Joe Cocker (from the album Mad Dogs and Englishmen)
There are many factors that go into forming a band---shared musical tastes and family members becoming official after years of singing and playing together are just two of the many ways. For Joe Cocker, the impetus behind forming Mad Dogs and Englishmen was contractual obligations…..hey, whatever it takes. From 1966 through 1969, Joe Cocker had released two albums with The Grease Band. After grueling tours in support of the albums, and a stint at Woodstock Music and Arts Festival, Joe and the band split amicably. Joe set up camp in L.A. to get some rest in 1970. The most popular legend is that Joe's manager, Dee Anthony, had booked a seven-week (48 nights in 52 cities) tour set to kick off in one week.
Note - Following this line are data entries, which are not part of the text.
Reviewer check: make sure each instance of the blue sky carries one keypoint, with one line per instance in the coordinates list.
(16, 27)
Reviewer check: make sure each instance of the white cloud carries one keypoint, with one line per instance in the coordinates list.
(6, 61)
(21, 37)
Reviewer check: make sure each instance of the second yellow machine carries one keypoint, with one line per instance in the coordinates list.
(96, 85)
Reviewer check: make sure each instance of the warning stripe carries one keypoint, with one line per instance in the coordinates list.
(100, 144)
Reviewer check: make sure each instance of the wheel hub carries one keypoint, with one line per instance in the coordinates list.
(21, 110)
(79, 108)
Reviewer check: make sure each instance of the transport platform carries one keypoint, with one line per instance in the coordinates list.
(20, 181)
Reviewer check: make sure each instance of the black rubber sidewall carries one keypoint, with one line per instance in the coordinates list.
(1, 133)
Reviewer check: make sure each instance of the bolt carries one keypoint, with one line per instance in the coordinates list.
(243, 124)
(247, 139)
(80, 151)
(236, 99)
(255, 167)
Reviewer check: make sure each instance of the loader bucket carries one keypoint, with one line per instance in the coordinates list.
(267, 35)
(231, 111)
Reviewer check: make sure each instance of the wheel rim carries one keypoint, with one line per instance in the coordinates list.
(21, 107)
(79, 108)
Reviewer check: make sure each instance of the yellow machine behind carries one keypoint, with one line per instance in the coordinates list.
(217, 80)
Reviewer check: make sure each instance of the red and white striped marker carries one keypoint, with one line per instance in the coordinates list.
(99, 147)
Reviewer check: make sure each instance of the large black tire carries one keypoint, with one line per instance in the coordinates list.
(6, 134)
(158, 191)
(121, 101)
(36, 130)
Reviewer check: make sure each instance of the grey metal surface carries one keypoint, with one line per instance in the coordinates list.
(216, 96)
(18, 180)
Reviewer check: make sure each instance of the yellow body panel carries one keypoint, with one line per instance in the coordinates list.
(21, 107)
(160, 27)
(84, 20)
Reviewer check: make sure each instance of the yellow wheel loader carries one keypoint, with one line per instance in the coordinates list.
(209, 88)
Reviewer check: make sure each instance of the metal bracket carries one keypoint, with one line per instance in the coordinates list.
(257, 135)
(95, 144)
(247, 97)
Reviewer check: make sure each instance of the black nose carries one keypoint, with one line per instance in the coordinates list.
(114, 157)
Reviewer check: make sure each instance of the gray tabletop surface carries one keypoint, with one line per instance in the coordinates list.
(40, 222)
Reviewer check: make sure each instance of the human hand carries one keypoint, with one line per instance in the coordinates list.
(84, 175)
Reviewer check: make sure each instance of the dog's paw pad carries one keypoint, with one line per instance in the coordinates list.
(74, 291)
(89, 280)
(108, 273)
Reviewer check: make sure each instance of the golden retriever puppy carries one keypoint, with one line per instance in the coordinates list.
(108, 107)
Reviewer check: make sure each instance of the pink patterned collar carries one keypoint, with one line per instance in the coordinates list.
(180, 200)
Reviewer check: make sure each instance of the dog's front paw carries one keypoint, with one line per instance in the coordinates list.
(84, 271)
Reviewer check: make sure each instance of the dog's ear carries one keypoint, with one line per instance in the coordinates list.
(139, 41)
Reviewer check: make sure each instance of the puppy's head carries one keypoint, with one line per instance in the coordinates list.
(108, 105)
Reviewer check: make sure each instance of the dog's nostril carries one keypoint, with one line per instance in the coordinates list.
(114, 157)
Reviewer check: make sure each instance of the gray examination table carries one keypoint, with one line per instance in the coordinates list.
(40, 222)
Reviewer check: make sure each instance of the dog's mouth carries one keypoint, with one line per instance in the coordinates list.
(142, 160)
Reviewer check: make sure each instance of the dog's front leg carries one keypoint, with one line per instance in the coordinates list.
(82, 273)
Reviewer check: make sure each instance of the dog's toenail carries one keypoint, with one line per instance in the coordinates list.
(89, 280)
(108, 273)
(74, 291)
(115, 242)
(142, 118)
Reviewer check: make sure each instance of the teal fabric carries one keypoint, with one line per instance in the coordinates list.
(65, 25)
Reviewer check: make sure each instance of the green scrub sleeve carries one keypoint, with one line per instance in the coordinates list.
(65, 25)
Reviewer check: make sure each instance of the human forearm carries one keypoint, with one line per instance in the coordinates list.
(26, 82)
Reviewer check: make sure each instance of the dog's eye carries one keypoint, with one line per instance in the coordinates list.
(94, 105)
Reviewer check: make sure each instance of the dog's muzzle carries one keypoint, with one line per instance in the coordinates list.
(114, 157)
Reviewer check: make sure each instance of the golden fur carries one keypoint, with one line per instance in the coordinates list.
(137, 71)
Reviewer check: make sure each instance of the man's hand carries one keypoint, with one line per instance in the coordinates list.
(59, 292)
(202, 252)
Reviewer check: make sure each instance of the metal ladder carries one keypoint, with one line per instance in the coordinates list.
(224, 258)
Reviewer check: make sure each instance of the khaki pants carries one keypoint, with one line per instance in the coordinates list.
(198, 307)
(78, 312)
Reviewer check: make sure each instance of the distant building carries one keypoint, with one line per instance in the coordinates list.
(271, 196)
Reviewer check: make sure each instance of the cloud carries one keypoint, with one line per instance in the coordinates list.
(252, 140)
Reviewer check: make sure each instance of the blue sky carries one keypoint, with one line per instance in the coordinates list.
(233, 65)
He further dropped the bomb that should Mr. Cocker choose not to tour, the Musicians' Union, immigration authorities and concert promoters would not allow him back in the U.S. for future touring.
Local L.A. musician, composer, and producer, Leon Russell, saw a way to help his friend and his own career and, acting as band leader, guitarist, pianist and musical director, he pieced together a group. Using former Grease Band members and various musical friends from Russell’s native Oklahoma and nearby Texas, Mad Dogs and Englishmen were born, the title coming from a 1931 Noel Coward song. Logging in a few ten-hour rehearsals, the band hit the road, gaining both momentum and members as they stretched from opening night in Detroit and tours end two months later in San Bernardino.
The live recording of the Mad Dogs and Englishmen is plucked from a four-show, two-night run at New York City’s Fillmore East on March 27 and 28, 1970. Leon Russell took some knocks from period press about using Joe Cocker as a stepping stone for his career but looking at the band members, it is tough to cite many that did not go on to more after then they had before. A few immediately joined up with The Rolling Stones and Derek and the Dominoes when the tour ended. The musicians and band members for the traveling show featured additional vocals by Don Preston, Leon Russell, Rita Coolidge, Donna Washburn, Claudia Lennear, Denny Cordell, Daniel Moore, Pamela Polland, Matthew Moore, Nicole Barclay and Bobby Jones. Leon joined Don Preston on guitar and Chris Stainton on keyboards. Drummers included Jim Gordon, Chuck Blackwell, Jim Keltner and Sandy Konikoff, saxophones from Bobby Keys and Jim Price on trumpet.
Mad Dogs and Englishmengathered a few songs from Joe Cocker albums but let the remainder of the 61 tracks from the Fillmore East spread equally over rock (The Rolling Stones, Traffic, The Beatles, Leonard Cohen) and soul (Ray Charles, Otis Redding, Isaac Hayes). The collective hit a chord on many levels beside music. The tone of the times was freedom and Mad Dogs and Englishmen went beyond the traditional touring. In some ways, they were taking what artists like Delaney, Bonnie and Friends had been working on with big rock and soul shows for a white audience. Mad Dogs and Englishmen is the sound of community. It is top shelf playing from musicians that were a part of a family as much as they were part of a band.